Re: current linux-2.6.git: cpusets completely broken

Previous message: [thread] [date] [author]
Next message: [thread] [date] [author]
From: Linus Torvalds
Date: Sunday, July 13, 2008 - 10:10 am

On Sun, 13 Jul 2008, Dmitry Adamushko wrote:
 

And let me explain why you are totally off base.


This has *NOTHING* to do with optimizing any hotplug machinery.


This has *NOTHING* to do even with cpusets and scheduler domains!

Until you can understand that, all your arguments are total and utter 
CRAP.

So Dmitry - please follow along, and think this through.

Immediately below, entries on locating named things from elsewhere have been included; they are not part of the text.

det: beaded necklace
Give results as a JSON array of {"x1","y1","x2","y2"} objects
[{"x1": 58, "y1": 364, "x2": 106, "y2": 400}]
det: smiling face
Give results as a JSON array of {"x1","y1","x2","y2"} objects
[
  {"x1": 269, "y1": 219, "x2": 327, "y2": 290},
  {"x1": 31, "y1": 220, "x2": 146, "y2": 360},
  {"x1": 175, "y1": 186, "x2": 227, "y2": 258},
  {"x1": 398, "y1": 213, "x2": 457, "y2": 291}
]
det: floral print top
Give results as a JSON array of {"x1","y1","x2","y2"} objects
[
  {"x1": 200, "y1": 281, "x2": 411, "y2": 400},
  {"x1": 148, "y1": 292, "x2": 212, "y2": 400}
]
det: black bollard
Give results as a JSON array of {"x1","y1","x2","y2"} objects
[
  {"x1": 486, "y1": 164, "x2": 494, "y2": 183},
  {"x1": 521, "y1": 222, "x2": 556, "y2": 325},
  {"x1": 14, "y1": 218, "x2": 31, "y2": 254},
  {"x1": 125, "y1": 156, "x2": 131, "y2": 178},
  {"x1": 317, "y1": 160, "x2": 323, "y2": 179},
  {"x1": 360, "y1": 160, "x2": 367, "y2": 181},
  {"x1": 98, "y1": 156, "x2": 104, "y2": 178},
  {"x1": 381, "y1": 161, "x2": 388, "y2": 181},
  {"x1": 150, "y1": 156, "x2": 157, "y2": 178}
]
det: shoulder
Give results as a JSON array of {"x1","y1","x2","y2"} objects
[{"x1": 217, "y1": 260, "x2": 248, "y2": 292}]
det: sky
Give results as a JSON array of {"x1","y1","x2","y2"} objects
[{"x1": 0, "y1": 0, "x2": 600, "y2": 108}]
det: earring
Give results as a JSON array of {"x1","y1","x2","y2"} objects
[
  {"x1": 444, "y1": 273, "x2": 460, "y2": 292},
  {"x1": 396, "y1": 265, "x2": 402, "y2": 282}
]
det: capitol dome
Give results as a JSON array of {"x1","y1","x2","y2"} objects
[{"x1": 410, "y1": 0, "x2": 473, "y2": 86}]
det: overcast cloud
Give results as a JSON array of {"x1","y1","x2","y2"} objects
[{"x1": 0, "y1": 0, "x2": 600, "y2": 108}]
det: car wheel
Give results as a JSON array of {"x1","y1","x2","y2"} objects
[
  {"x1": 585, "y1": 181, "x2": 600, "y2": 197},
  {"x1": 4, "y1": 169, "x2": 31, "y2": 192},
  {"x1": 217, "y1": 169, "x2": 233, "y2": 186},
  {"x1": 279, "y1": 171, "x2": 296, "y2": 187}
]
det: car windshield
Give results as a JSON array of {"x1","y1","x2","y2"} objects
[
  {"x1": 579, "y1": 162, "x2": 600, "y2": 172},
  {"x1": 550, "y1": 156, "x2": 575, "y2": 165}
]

This is a *fundamental* scheduler issue. It has nothing what-so-ever to do 
with optimization, and it has nothing to do with cpusets. It's about the 
fact that we migrate threads from one CPU to another - and we do that 
whether cpusets are even enabled or not!

And anything that uses "cpu_active_map" to decide if the migration target 
is alive is simply _buggy_.

See? Not "un-optimized". Not "cpusets". Just pure scheduling and hotplug 
issues with taking a CPU down.

As long as you continue to only look at wake_idle() and scheduler domains, 
you are missing all the *other* cases of migration. Like the one we do at 
execve() time, or in balance_task.

The thing is, we should fix the top level code to never even _consider_ an 
invalid CPU as a target, and that in turn should mean that all the other 
code should be able to just totally ignore CPU hotplug events.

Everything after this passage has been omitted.